Victimisation et personnalisation
Le journaliste écarquille les yeux et demande concrètement ce qui ne va pas dans la brochure présentant les votations du 5 juin. Il n’aura pas de réponse claire de la part de la cheffe de la droite, si ce n’est une succession de phrases à forte teneur émotionnelle et subjective : « on nous dit que l’on a mis la Ville à sang, nous sommes traînés dans la boue, on nous dit que tout le monde est affaibli, amputé, on n’a pas été entendu, on se sent insulté dans la brochure… nous ne voulons pas passer pour des méchants, nous voulons dire que parce qu’ils ne sont pas d’accord ils nous traitent de cette manière et il est mis dans la brochure que nous sommes des sadiques… » La cheffe de groupe finit dans un souffle: « enfin je vous dis là mon ressenti » Le mot est lâché, c’est donc, au final, de son sentiment que la droite parle et à partir de celui-ci qu’elle se sent autorisée à faire recours et encombrer les tribunaux. On a définitivement quitté le terrain du politique, pour naviguer dans l’espace infantile et régressif du: « je ne me sens pas compris, tu es très très méchant, je te coupe la paix… et ton budget avec ».
La droite a peur de son image
On a beau lire et relire la brochure des votations, on n’y retrouve aucun des qualificatifs offusqués employés par la droite. Sa blessure narcissique doit venir du fait que l’on déduise qu’ils sont les acteurs des coupes injustifiées pour 8 millions dans les finances publiques, avec des conséquences importantes pour le fonctionnement de la Ville de Genève et ses habitant-e-s:
- Réduction de 2.5% sur les mandats extérieurs et les achats de la Ville de Genève (Gérance immobilière, Service des sports, service des écoles, nettoyage des préaux).
- Réduction de 2% sur les subventions accordées par la Ville de Genève à l’exception du sport, du Grand Théâtre et de la petite enfance.
- Réduction de 10% sur l’ensemble des Fonds généraux culturels.
- Réduction du budget du Fonds municipal de lutte contre le chômage de plus de 600’000.-
- Diminution de 50% des subventions prévues pour le Fonds de soutien à l’innovation G’Innove.
- Suppression de l’incubateur social Essaim et réallocation de sa subvention à la Fondetec.
Mais, de deux choses l’une : soit ces coupes de 8 millions sont anecdotiques, auquel cas, on peut se demander pourquoi, au final, la droite les a faites; soit elles permettent véritablement de trancher dans les dépenses publiques, et de faire des « économies »… on ne comprend pas alors pourquoi la droite s’offusque que leur impact soit relevé.

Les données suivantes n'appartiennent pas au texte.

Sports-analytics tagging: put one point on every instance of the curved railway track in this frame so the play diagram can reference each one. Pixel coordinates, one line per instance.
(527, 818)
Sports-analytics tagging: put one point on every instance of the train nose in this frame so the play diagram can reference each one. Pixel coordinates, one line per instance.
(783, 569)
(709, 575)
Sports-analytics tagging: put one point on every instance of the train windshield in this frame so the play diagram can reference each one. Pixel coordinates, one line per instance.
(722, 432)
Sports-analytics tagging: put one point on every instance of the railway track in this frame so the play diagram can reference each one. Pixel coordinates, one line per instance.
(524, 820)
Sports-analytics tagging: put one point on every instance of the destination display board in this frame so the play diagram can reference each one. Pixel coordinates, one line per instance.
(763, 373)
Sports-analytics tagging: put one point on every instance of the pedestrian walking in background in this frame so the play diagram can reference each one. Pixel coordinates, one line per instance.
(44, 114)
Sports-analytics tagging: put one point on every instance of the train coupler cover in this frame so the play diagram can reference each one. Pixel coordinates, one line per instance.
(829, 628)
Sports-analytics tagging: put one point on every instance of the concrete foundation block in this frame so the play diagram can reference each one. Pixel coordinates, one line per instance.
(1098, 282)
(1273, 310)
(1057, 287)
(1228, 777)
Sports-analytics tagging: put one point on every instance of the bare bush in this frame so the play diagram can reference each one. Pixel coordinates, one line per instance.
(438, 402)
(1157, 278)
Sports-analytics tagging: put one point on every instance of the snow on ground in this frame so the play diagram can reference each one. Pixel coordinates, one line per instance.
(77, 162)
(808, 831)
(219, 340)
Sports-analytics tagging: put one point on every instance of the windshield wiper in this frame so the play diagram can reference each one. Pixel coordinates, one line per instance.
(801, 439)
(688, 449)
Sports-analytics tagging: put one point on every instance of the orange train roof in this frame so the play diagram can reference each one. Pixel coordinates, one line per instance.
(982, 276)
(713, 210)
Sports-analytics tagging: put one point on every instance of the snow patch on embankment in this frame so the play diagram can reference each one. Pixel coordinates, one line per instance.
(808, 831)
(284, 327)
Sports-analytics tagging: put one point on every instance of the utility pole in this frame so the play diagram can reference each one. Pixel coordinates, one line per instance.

Serait-ce cette phrase, parmi d’autres, qui offusque la droite ? « La Ville de Genève jouit d’une excellente santé financière. Cela est rappelé par différentes études, qui saluent les performances de gestion de la commune. Depuis 2007, la dette municipale a baissé de 17,9% (soit de 330 millions). La moyenne d’autofinancement des investissements sur 10 ans atteint les 144%. Et les comptes 2015 affichent un boni de 39.5 millions. » Il s’agit pourtant de faits avérés.
Un recours narcissique
La droite a donc fait recours à la chambre constitutionnelle pour invalider une votation populaire, parce qu’elle se sent mal comprise! N’assumant pas d’avoir coupé pour 8 millions de prestations dans le budget de la Ville, elle envoie ses avocats. Comment ne pas avoir l’impression, au moment de passer devant le peuple, que la droite cherche à brouiller les cartes, menaçant d’une annulation de scrutin une votation qu’elle a pourtant elle-même provoquée… comme si elle n’avait pas confiance ni dans ses propres arguments, ni dans la souveraineté populaire.
La droite face à sa peur du désaveu populaire
En amont, la droite n’avait pas voulu examiner le budget de la Ville avant de le couper d’une manière linéaire et à l’aveugle, supprimant des prestations importantes pour la population. En aval, elle jette l’éponge, refuse de faire campagne, déclenchant une bataille juridique que, selon toute vraisemblance, elle perdra.
Ces choix sont regrettables, et donnent au final l’impression que c’est avant tout son image et ses postures que la droite défend, ayant peur du débat de fond, n’assumant pas devant le peuple ses coupes, voire pire: intimidant ce dernier, lui laissant entendre qu’au final, ce n’est pas lui qui décide mais les avocats et les tribunaux.
Face à cette tentative d’intimidation, une seule réponse possible : aux urnes le 5 juin pour voter avec enthousiasme deux fois NON aux coupes et aux manoeuvres dilatoires d’une droite qui cherche à confisquer la liberté du vote populaire pour le réserver à ses avocats!
[1]http://www.20min.ch/ro/news/geneve/story/Votation-contre-…
[2] http://www.tdg.ch/geneve/actu-genevoise/entente-veut-invalider-scrutin-5juin/story/14367373
[3]http://www.lemanbleu.ch/Scripts/Modules/CustomView/Lis…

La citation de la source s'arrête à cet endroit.